We’re flushing time, resources and dollars down the toilet when we focus them on improving performance by investing in weaknesses and fixing what’s wrong. Investing those same resources into more fully leveraging strengths and extending what’s right, would yield much higher returns on the investment.

Strengths Development

I wish everyone making leadership development decisions could hear this observation I recently heard from a client:

“I think the whole approach of saying, ‘We’re going to develop your weak natural behaviors,’ is where all the leadership development dollars are going down the toilet.”

Let that soak in.

We’re flushing time, resources and dollars down the toilet when we focus them on improving performance by investing in weaknesses and fixing what’s wrong. Investing those same resources into more fully leveraging strengths and extending what’s right, would yield much higher returns on the investment.

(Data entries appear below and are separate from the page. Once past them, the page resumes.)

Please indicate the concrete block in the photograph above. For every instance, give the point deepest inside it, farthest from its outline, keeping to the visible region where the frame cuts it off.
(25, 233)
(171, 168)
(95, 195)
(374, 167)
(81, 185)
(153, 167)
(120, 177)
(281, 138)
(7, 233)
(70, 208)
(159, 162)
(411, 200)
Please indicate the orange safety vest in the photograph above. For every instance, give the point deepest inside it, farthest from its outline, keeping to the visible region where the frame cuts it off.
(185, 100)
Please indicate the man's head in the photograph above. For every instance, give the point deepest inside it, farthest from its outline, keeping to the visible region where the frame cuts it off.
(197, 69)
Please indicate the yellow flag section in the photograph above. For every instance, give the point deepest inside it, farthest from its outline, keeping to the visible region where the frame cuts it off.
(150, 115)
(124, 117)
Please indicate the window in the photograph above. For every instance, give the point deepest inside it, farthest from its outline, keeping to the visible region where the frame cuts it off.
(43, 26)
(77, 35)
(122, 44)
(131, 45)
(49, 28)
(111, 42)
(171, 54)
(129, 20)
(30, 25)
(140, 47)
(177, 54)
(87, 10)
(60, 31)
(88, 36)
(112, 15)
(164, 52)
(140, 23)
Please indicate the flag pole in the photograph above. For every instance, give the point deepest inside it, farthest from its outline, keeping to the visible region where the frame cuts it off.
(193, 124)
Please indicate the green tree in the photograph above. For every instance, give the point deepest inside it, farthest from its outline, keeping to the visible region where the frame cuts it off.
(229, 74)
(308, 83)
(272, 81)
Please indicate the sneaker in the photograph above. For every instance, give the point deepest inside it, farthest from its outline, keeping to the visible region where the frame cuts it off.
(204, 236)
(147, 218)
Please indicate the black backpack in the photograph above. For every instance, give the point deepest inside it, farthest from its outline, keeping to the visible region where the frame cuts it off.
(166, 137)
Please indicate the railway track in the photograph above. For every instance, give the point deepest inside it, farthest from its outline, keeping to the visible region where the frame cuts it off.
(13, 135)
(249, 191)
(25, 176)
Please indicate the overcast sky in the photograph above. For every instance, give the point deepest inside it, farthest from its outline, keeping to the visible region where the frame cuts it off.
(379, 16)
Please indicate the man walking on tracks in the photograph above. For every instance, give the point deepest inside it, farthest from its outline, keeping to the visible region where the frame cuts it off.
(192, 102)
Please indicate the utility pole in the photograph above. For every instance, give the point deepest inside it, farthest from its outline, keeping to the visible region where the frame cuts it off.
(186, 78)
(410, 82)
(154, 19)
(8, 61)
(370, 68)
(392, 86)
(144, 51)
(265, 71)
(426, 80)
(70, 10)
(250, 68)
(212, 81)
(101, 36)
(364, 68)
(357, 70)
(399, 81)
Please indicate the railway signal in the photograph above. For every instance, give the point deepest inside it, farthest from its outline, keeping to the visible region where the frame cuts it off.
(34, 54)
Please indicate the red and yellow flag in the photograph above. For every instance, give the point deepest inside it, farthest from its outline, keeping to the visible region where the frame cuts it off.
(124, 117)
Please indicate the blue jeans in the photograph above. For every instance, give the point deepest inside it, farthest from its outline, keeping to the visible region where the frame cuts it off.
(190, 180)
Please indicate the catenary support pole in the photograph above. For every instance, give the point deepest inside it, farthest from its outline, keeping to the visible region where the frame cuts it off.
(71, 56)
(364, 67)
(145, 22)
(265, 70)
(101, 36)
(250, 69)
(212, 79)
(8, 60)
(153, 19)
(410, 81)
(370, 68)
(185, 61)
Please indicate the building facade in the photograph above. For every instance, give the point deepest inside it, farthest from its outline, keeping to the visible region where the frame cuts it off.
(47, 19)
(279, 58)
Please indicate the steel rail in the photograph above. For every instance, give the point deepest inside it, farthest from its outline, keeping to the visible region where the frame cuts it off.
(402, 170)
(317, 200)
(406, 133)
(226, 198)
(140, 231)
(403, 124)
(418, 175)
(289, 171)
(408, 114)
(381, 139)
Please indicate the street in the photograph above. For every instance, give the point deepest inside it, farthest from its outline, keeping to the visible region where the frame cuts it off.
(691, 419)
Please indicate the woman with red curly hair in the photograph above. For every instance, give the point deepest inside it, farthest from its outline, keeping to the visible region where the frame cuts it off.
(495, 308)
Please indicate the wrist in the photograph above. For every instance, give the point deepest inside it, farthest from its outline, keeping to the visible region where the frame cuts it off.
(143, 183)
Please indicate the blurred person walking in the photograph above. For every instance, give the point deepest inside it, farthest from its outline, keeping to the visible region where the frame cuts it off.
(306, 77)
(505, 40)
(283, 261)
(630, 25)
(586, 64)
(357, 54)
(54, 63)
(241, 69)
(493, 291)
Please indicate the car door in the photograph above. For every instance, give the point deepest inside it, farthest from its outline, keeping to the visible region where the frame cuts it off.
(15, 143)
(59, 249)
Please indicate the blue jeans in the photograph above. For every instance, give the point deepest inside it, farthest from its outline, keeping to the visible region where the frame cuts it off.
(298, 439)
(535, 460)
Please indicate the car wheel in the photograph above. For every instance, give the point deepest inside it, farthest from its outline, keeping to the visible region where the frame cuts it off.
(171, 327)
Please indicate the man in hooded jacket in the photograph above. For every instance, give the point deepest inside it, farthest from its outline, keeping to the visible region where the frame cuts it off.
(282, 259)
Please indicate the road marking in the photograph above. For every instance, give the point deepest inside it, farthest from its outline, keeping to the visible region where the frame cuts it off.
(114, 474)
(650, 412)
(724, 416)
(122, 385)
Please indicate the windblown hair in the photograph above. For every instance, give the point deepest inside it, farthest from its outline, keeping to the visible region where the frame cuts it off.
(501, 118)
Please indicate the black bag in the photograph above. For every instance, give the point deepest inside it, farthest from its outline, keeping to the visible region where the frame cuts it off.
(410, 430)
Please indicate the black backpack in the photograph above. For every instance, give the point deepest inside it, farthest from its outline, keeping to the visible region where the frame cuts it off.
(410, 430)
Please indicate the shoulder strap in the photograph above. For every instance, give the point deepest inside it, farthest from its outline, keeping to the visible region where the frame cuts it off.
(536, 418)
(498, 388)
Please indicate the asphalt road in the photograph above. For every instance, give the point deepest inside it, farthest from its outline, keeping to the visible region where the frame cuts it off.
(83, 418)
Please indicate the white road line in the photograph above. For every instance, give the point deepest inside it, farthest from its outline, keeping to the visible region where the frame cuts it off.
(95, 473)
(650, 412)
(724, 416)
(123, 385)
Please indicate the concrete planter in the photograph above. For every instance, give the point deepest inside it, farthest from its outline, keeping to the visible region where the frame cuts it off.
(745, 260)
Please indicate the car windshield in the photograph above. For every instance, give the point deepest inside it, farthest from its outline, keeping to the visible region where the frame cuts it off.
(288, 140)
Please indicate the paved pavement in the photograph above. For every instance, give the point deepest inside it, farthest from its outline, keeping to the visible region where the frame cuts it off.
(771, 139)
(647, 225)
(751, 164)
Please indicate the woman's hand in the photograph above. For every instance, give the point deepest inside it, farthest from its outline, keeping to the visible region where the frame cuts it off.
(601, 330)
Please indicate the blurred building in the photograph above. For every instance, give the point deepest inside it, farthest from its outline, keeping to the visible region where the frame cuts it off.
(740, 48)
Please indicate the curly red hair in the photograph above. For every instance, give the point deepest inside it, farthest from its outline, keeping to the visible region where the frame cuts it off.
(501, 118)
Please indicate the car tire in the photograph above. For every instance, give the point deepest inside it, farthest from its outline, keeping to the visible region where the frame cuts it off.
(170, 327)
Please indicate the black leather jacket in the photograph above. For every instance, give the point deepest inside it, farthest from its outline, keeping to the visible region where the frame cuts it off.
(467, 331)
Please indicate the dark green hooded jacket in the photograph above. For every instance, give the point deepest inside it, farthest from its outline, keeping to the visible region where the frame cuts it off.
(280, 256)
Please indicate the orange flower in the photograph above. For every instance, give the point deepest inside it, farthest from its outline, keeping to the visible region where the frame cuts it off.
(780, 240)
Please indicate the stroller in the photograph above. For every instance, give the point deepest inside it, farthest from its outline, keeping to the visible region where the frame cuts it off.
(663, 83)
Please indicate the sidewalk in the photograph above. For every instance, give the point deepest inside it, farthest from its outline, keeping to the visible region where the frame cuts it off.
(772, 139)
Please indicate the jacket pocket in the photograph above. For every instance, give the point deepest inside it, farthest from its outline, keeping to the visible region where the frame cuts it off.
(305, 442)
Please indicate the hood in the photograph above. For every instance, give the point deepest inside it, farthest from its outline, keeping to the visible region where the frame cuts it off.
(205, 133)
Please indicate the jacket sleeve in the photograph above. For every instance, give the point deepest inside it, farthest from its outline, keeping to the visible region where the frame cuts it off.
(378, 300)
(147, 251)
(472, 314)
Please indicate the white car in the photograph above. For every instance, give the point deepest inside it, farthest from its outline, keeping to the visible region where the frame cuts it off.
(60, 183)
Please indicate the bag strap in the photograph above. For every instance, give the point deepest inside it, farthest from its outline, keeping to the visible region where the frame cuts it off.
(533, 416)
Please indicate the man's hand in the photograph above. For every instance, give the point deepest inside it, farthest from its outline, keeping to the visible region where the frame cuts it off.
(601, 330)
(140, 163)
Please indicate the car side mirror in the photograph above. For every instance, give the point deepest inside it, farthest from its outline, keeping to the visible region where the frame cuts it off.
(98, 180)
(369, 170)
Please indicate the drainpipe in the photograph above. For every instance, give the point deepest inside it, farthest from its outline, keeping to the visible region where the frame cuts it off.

Investing in weaknesses is a losing proposition. It’s money down the toilet. But it’s our natural inclination, and most of us spent the majority of our formative years steeped in that model. It’s how the American educational system works. But even that model moves toward strengths in the end. Here’s an illustration…

Think back to your time as a student and remember what happened when your teacher handed back a graded test. What did you do? If you’re like most of us, in this order you:

  1. Looked at the top to see the grade
  2. Scanned through the test to see what you missed
  3. Figured out what you needed to do to remediate the areas of weakness so you could get better results in the future.

This approach works great in an educational setting where the focus is on acquiring knowledge and skills that build on one another. For example, if you don’t learn the basics of the scientific method, it’s hard to move forward into designing your own experiments. If the goal is to design your own experiments, you have to remediate any gaps in fundamental knowledge to effectively achieve that goal.

But even in education, that model shifts toward a greater focus on strengths. Somewhere in the transition from undergraduate to graduate education in America, students begin to focus less on closing gaps and acquiring the fundamental knowledge they need to reach higher goals. They start building on their strengths (their natural talents, aptitudes and passions, along with the knowledge and skills they have already mastered) to create new knowledge. This is where students who have so far been consumers of knowledge start becoming the scholars and professionals who produce new knowledge and insight.

The need to acquire new skills and knowledge never stops, but it becomes aimed in the direction of the individual’s greatest interest and toward furthering already acquired mastery and expertise – not in the direction of closing gaps in skills and knowledge that are unrelated to the talents, aptitudes, interests, abilities, and outstanding accomplishments of the student-turned-scholar.

Leaders are the students turned scholars of the business world. They have followed their aptitudes and interests to attain mastery and expertise. Wise investments in their ongoing growth focus on extending and realizing the full impact they can have through that mastery and expertise…those strengths that by now have become an inextricably intertwined combination of their natural talents and their investments in cultivating those talents over time. Turning their focus toward tangentially related areas of weakness and calling it “development” is counterproductive because:

  1. It diverts their focus away from the strengths that drive optimal performance.
  2. It can actually have a negative impact on engagement and job satisfaction as they turn away from areas that create enjoyment and success and toward those that require high effort for low reward.
  3. The consequent return on the investment will be lower for the individual and for the organization.

If you’re thinking about making an investment in your own development as a leader or in the development of someone you mentor or lead, don’t throw that investment down the toilet. Make sure your approach to that development starts from a foundation of building on strengths and leveraging what’s right, not from a foundation of remediating weaknesses and fixing what’s wrong.

Don’t think this gives anybody a pass. Great leaders still have to deliver the right outcomes, even in areas that might not coincide with their strengths. But developmental efforts for getting them to those right outcomes should be focused on leveraging their strengths, not fixing their weaknesses.

I’m interested in your comments and suggestions. How might this perspective impact the investments you make in leadership development in 2016? Let’s continue the conversation!